Eclaircissement sur « les monstres »

Quelques pistes de recherche sur le film

Le mot « freak » est employé en Anglais dans l’expression de base « freak of nature » pour caractériser un écart par rapport à une norme, le mot désignant plus précisément un caprice de la nature et une distorsion d’ordre biologique. Le freak est donc un individu marqué par l’excentricité et par l’aberration que représentent ses anomalies congénitales ou les qualités physiques inhabituelles qu’il cultive savamment.

Le mot monstre en français, issu du latin « monstrum », dérivedu verbe « monere » (avertir) et désigne un signe venant des dieux – qui peut être un être ou un objet prodigieux – qu’il convient d’interpréter. On se demandera donc logiquement quelle mise en garde ou quelle révélation peuvent suggérer les créatures de Browning avant de souligner la nécessaire exhibition de la créature : le verbe « montrer », en Français, est un autre dérivé du monstrum.
Le monstre est ainsi nécessairement offert aux regards, étymologiquement voué à être exposé sur des tréteaux de foire.

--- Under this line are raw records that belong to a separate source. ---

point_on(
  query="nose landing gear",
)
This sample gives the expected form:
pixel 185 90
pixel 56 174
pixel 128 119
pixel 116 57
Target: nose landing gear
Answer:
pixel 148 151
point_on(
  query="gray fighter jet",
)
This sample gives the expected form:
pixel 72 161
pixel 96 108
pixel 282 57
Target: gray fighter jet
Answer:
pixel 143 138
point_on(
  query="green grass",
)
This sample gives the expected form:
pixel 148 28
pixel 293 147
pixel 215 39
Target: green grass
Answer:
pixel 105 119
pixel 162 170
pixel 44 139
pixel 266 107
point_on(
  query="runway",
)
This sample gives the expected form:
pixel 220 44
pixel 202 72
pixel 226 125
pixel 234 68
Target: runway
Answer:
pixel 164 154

L’image que Browning donne des freaks renvoie à l’enfance. De nombreux indices le révèlent. Dès le prologue est mise en évidence l’étape de la naissance, vue comme un « accident ». En dépit des liens familiaux qu’elle induit, l’infantilisation demeure pourtant source de souffrances.

Mise en question des notions de norme et normalité, Freaks se double d’une réflexion sur les limites de l’humanité. On peut ainsi relever d’emblée l’abondance des références à l’animalité dans le film. lLanimal possède à chaque fois une valeur emblématique. Le recours constant à la métaphore suggère la porosité des frontières. Abondent au fil des répliques les allusions témoignant de la cruauté du regard posé sur ces « horribles choses rampantes et gémissantes »

La traversée des apparences du générique renvoie à l’une des tendances majeures des films qui se déroulent dans le milieu du cirque ou du spectacle forain, qui pour la plupart choisissent de privilégier l’envers du décor. Le travail de cadrage de Tod Browning est caractérisé par le recours privilégié à deux dimensions. C’est d’abord la profondeur de champ qui permet au cinéaste de jouer sur les arrière-plans, à l’image du papier crevé du générique.

Le personnage partagé de l’androgyne n’est qu’une des manifestations de la bivalence sexuelle dans le film. Plusieurs autres figures convoquées par Browning peuvent être repérées et analysées. Ces tendances contradictoires mènent le plus souvent à une neutralisation de la sexualité.